Quelle: Österreichisches Institut für Bautechnik, Richtlinie 6 2019
Der Energieausweis...
- ist der Energie-Typenschein für ein Gebäude.
- schafft ein Gütesiegel für die Energie-Qualität von Gebäuden.
- macht den Energiebedarf und die Energieeffizienz von Gebäuden "sichtbar".
- ermöglicht mehr Transparenz, Vergleichbarkeit und Wettbewerb – für Planerinnen und Planer, für Errichterinnen und Errichter, für Eigentümerinnen und Eigentümer sowie Vermieterinnen und Vermieter, für Kauf- und Mietinteressentinnen und -interessenten.
- zeigt Energiesparpotenziale auf und gibt Impulse für die energetische Optimierung von Gebäuden.

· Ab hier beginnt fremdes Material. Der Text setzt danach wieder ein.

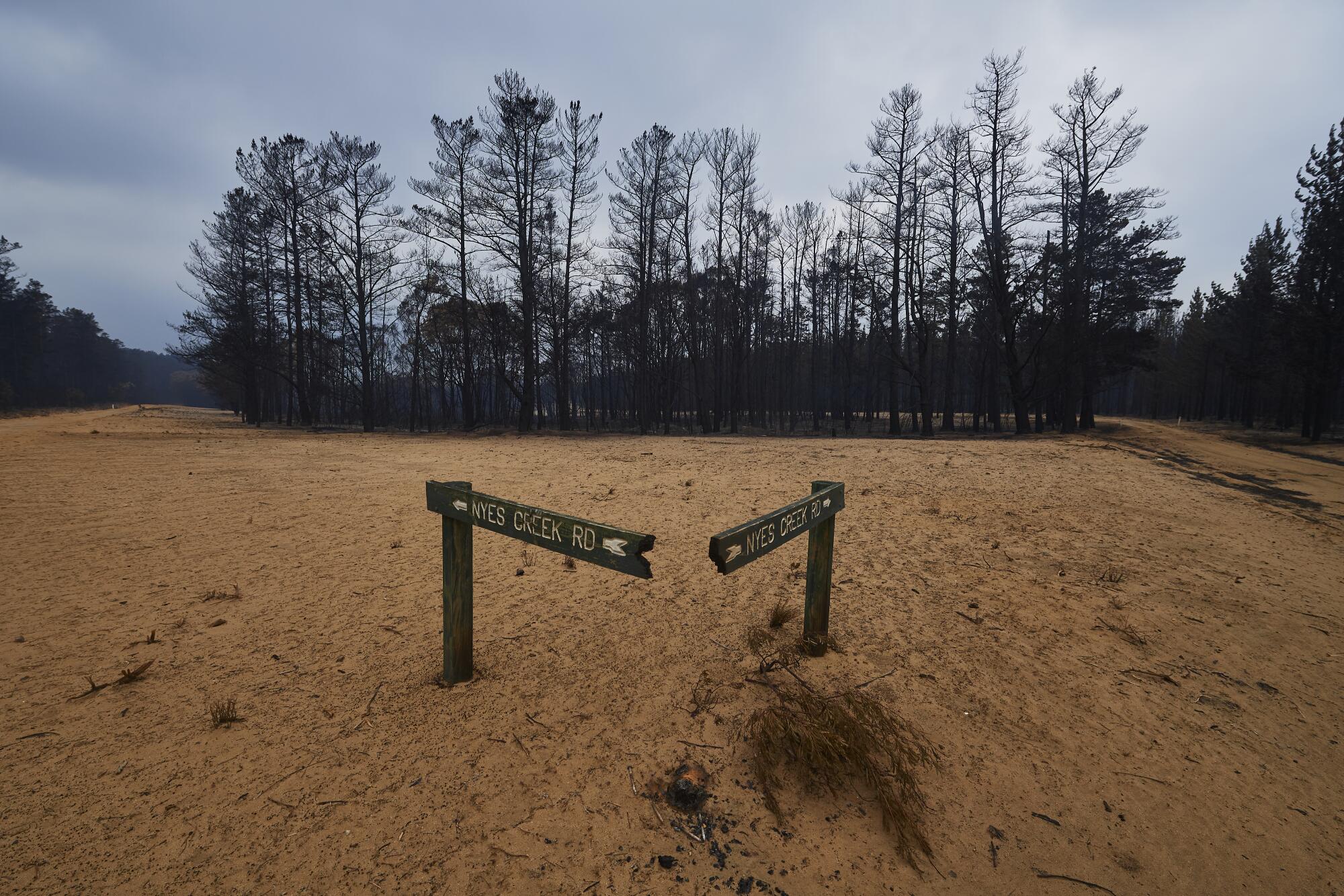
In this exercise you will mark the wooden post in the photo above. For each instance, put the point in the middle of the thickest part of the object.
(816, 611)
(458, 598)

Mit der "EU-Gebäuderichtlinie 2002" (Richtlinie 2002/91/EG) wurde der Energieausweis europaweit vorgeschrieben, und zwar für praktisch alle Gebäude, sowohl Neubau als auch Bestand und auch für Nicht-Wohngebäude, wie z.B. Büro- und Betriebsgebäude. Die Umsetzung der "EU-Gebäuderichtlinie 2002" wurde in Oberösterreich mit der am 1.1.2009 in Kraft getretenen Oö. Bautechnikverordnungs-Novelle 2008 abgeschlossen.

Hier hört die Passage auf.